Intervention de Emmanuelle Ménard

Séance en hémicycle du jeudi 30 novembre 2017 à 15h00
Compétences des collectivités territoriales dans le domaine de la gestion des milieux aquatiques et de la prévention des inondations — Discussion générale

Photo issue du site de l'Assemblée nationale ou de WikipediaEmmanuelle Ménard :

Monsieur le président, madame la ministre, madame la rapporteure, chers collègues, s'il est un domaine qui ressemble à un « casse-tête », pour reprendre l'expression de l'Association des maires de France, c'est bien cette compétence GEMAPI. Si tout le monde s'accorde sur la nécessité d'une réorganisation de cette compétence à l'échelle des bassins versants, il reste encore quelques points à préciser. Sans en dresser une liste exhaustive, je citerai les questions de financement – et en particulier le maintien du financement par l'État des digues domaniales – , ainsi que les évolutions institutionnelles à venir avec cette interrogation : la gestion des fleuves ne dépasse-t-elle pas le périmètre d'une communauté ?

Il nous faudra donc préciser un certain nombre de points pour rassurer et rendre opérationnelle cette gestion, qui appartenait jusqu'ici à des acteurs multiples, pour des domaines d'intervention tout aussi multiples. Reste que cette proposition de loi – même si elle doit être amendée sur tel ou tel point – va dans le bon sens. Elle a le mérite de tenter de mettre de l'ordre dans ce domaine. Et, j'en conviens, ce n'est pas chose aisée. J'y serai attentive, connaissant la sensibilité des élus locaux à ces problèmes.

Mais si je prends la parole aujourd'hui sur ce dossier GEMAPI, c'est aussi pour poser une question plus générale, celle du transfert des compétences. Une fois de plus, je ne conteste nullement la nécessité, dans ce dossier, de revoir l'architecture passée des responsabilités des uns et des autres. C'était nécessaire. Mais je veux le redire, ici, à cette tribune : on ne peut pas continuer à enlever des compétences à nos communes !

Les technocrates n'ont qu'un mot à la bouche : intercommunalité. Ils veulent en finir avec nos communes, nos bonnes vieilles communes, vestiges d'un temps que nos « élites » voudraient voir disparaître. Ils naviguent sans cesse entre paternalisme et mépris à l'égard de ces « petits élus », qui seraient incapables de penser par eux-mêmes ou de gérer par eux-mêmes. Je sais que je me fais ici la porte-parole d'un grand nombre, d'un très grand nombre d'élus locaux, qui finiront, s'ils n'y prennent garde, par n'être plus que les gardiens des registres de l'état civil. On décidera pour eux d'à peu près tout. Disons-le clairement : les maires vivent, aujourd'hui, sous les diktats de la loi NOTRe, qui les dépouillent, peu à peu, de leurs prérogatives. Si les maires sont persuadés qu'ils doivent se regrouper – et le transfert de la compétence GEMAPI devrait être une bonne chose à condition, je le répète, qu'on retravaille et qu'on précise certaines modalités d'organisation – , ils ne veulent plus qu'on le leur impose.

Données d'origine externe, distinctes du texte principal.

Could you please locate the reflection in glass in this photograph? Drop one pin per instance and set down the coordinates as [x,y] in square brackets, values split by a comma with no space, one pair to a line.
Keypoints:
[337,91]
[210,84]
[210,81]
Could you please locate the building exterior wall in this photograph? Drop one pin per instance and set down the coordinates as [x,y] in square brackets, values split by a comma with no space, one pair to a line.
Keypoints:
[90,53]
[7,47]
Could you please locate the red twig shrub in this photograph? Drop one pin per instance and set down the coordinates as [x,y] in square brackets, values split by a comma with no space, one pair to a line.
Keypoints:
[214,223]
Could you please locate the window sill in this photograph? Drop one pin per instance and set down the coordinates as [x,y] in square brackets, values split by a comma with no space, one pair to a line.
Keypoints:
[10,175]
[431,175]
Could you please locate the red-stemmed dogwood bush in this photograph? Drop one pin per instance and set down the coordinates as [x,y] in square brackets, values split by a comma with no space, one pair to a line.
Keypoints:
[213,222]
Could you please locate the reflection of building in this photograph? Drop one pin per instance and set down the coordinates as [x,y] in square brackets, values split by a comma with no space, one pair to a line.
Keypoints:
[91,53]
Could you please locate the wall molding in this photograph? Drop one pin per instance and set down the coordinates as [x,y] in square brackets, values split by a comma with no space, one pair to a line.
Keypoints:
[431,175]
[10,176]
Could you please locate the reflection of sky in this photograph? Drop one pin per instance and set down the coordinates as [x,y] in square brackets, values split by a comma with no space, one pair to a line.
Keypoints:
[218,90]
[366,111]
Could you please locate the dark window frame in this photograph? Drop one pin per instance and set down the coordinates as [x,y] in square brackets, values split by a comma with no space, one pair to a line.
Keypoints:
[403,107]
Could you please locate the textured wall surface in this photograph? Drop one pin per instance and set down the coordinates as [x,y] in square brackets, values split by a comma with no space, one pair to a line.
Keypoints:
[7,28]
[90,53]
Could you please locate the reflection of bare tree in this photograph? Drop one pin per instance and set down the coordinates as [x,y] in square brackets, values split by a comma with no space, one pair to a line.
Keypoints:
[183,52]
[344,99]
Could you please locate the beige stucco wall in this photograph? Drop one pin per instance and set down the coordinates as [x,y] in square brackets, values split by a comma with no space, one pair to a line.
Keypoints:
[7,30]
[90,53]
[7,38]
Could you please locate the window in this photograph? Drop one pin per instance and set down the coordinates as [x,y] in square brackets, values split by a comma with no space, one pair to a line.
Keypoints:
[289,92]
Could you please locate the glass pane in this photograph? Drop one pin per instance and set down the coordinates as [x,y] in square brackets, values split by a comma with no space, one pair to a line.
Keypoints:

Il faut redonner aux maires et aux conseils municipaux nombre des compétences aujourd'hui accaparées par les intercommunalités. Ces dernières sont toujours plus vastes, toujours plus éloignées de la vie des Français, toujours plus déconnectées du pays réel. Chaque fois que cela est possible, il faut appliquer strictement le principe de subsidiarité, qui consiste, chacun le sait, à confier le maximum de pouvoir à l'échelon inférieur, pourvu qu'il ait les compétences et les moyens d'atteindre le bien commun à son niveau. Pour cela, il faut que soit rétablie la liberté de s'associer ou non à d'autres communes, afin de mutualiser au mieux les services qui peuvent l'être, dans le respect de chaque commune et de ses habitants.

C'est pourquoi, vous l'avez compris, je profite de cette tribune pour alerter une fois encore sur le grignotage quotidien du pouvoir communal. Pour que, soucieux de cette France des petites communes, trop souvent oubliée au profit de Paris et d'une poignée de métropoles régionales qui concentrent argent et pouvoir, nous soyons attentifs à ne plus les marginaliser, je dirais même, à ne plus les dépecer.

Cette proposition de loi témoigne qu'il est possible, malgré un certain flou que nous nous devons de lever, d'imaginer des réponses sans le faire au détriment de certains acteurs d'un dossier. C'est loin d'être toujours le cas ! Si cette proposition de loi très technique nous donnait l'occasion d'une prise de conscience de la nécessaire défense du pouvoir communal, je me réjouirais encore davantage de voter pour elle.